Au total, le syndicalisme apparaît plus que jamais divisé et affaibli par des clivages et des rivalités de plus en plus insurmontables. Pour les syndicats, cet état de fait est d’autant plus préoccupant qu’il intervient à l’aube d’une échéance politique cruciale, l’élection présidentielle. Et qu’il met en cause leur capacité à pouvoir intervenir sauf de façon très marginale sur les positions et les propositions des principaux candidats concernés. Certes, depuis longtemps déjà, l’influence des syndicats sur l’élection présidentielle n’est plus ce qu’elle a pu être dans le passé. Faut-il rappeler que lors des campagnes conduites en 1974 ou en 1981, les syndicats et surtout la CFDT et la CGT avaient largement alimenté les programmes sociaux et économiques de la gauche ? Ce fut le cas par exemple à propos de l’essentiel des nouveaux droits portés par les lois Auroux ou de certaines nationalisations économiques. Mais aujourd’hui, les syndicats peuvent-ils remplir en la matière un autre rôle qu’un rôle de figuration ? On peut en douter et pour cause.

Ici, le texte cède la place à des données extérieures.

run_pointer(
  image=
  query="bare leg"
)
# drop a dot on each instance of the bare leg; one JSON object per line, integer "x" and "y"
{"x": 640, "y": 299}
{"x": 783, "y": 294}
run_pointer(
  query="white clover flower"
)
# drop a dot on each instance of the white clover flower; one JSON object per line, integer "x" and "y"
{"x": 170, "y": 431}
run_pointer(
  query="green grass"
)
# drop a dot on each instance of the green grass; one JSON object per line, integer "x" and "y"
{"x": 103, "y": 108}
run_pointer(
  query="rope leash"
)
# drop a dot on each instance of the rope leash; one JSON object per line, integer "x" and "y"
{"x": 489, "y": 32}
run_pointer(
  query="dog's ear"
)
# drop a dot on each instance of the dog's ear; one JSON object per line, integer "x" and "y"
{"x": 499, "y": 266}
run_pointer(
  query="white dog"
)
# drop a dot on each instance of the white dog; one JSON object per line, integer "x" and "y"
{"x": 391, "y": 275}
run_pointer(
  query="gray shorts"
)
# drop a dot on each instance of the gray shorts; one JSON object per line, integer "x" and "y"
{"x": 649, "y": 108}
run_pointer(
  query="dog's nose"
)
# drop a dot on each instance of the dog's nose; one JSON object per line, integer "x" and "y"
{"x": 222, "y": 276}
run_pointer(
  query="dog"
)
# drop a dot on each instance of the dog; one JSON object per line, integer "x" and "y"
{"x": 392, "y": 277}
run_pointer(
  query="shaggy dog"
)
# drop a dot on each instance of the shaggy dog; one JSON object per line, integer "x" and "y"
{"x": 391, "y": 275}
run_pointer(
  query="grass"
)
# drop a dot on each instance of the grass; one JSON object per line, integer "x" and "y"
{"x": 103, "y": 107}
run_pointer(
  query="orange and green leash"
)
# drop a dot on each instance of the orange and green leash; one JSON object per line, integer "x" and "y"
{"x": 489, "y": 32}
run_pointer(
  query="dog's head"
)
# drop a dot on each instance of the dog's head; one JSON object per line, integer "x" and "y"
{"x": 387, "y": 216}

Influencer de manière non anecdotique le programme de tel ou tel candidat sur telle ou telle question économique ou sociale, nécessite une condition préalable : c’est que le candidat concerné soit convaincu du poids de celui qui veut l’influencer sur le vote des électeurs. Autrement dit, l’influence sur l’électorat constitue une condition préalable pour exercer une influence sur les principaux candidats à l’élection majeure que constitue l’élection présidentielle. C’est encore le cas des syndicats dans certains pays du Nord de l’Europe. Mais en France ? Ici, à cause des clivages qui les opposent dans l’espace public, à cause de leurs divisions y compris à la base dans les entreprises, à cause du sentiment qu’ils donnent d’être de plus en plus éloignés des aspirations et des attentes des salariés et surtout des jeunes salariés, les syndicats demeurent dans une situation critique. Comme le montre depuis plusieurs années déjà le « Baromètre annuel de la confiance politique » établi par le CEVIPOF, ils pâtissent en effet auprès des salariés et des Français en général, d’un sentiment élevé de défiance. De façon régulière, les syndicats font partie des institutions qui disposent des taux de confiance les plus faibles autour de 30% seulement, bon an mal an. Dès lors, comment pourraient-ils susciter la confiance des grands candidats à l’élection présidentielle alors qu’ils ne disposent pas vraiment de celle des salariés et plus largement des Français ? C’est la question qui marque aujourd’hui les rapports entre « le politique » et les syndicats sur le terrain de l’élection et des choix qu’elle suscite. Et il s’agit d’une question d’autant plus importante que les divisions extrêmes qui ont marqué le syndicalisme au printemps dernier, risque de perpétuer voire d’aggraver le sentiment de défiance qu’expriment les salariés et l’opinion publique à son égard.